OpenAI halts £31bn Stargate UK data centre project as high energy costs and regulatory uncertainty derail the UK's flagship AI infrastructure investment
OpenAI has paused its Stargate UK data centre project, originally scheduled to be built in north-east England in Q1 2026, citing the UK's high industrial energy costs and regulatory uncertainty. The project — which was announced in September 2025 during US President Donald Trump's state visit to the UK and was part of a broader investment package touted at £31 billion — was intended to deploy thousands of AI chips through data centre start-up Nscale and represented one of the UK government's flagship AI growth zone (government-designated areas with streamlined planning and connectivity for AI infrastructure) investments. OpenAI stated it 'continues to explore Stargate UK' but will only move forward 'when the right conditions such as regulation and the cost of energy enable long-term infrastructure investment.' The UK's industrial electricity prices were already the highest in Europe before the onset of the Iran conflict; they have risen further since, driven by the disruption to global energy markets. A decision by the UK government to delay changes to AI training data copyright rules — which would have permitted AI companies to use copyrighted material for model training without licensing — also contributed to OpenAI's assessment that the UK regulatory environment is not yet sufficiently conducive.

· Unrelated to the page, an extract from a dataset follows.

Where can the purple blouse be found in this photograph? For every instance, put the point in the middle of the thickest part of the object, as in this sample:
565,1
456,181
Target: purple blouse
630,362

In recent weeks, OpenAI has also scaled back commitments to its flagship Stargate data centre in Abilene, Texas, and shut down its AI video application Sora, as it seeks to focus resources on competing with Anthropic and Google. The UK halt is part of a broader recalibration of OpenAI's capital deployment strategy rather than a UK-specific decision alone.
Why this matters
The Stargate UK withdrawal is legally and commercially significant on multiple dimensions. First, it directly implicates the UK's AI growth zone framework and the legal certainty around data centre planning permissions, grid connection agreements, and energy supply contracts — all of which need to be bankable for infrastructure investors to commit. Second, the copyright exception issue — the government's decision to delay reform of text and data mining (TDM) exemptions under the Copyright, Designs and Patents Act 1988 (CDPA) — has now demonstrably affected inward investment decisions, giving the ongoing TDM policy debate immediate commercial stakes. Third, any future Stargate UK recommitment will require careful structuring of government support, energy pricing arrangements, and IP licensing frameworks, creating multi-practice advisory mandates. The 'why now' is the convergence of record UK industrial energy prices and an unresolved regulatory environment for AI training data.
On the Ground
A trainee on an AI infrastructure investment instruction would review technology licence agreements between the data centre operator and the AI company to identify termination triggers and force majeure provisions, and assist with a regulatory impact assessment memo summarising the current state of the TDM copyright exception debate and its implications for the client's data training strategy.
Interview prep
Soundbite
The UK's unresolved TDM copyright exception is now costing the country inward AI investment — that policy gap is a live legal advisory issue, not a future one.
Question you might get
“How does the UK's current copyright framework under the CDPA affect AI companies training models on publicly available data, and what legal risk does the absence of a broad TDM exception create for a company like OpenAI operating in the UK?”
Full answer
OpenAI has paused the Stargate UK data centre project, citing high energy costs and regulatory uncertainty — including the government's decision to delay reforming the copyright rules governing AI training data. This matters for law firms because it confirms that the UK's text and data mining (TDM) copyright exception under the CDPA is a live commercial blocker, not an academic policy question, and clients across the AI supply chain need advice on how to structure data licensing arrangements under current law. The broader picture is that the UK is competing with the US, UAE, and other jurisdictions to attract AI infrastructure investment, and its cost-of-energy disadvantage — already structural, and worsened by the Iran conflict — is now a documented barrier. The legal opportunity lies in advising both AI companies on navigating UK regulatory uncertainty and government on designing the right frameworks to attract recommitment.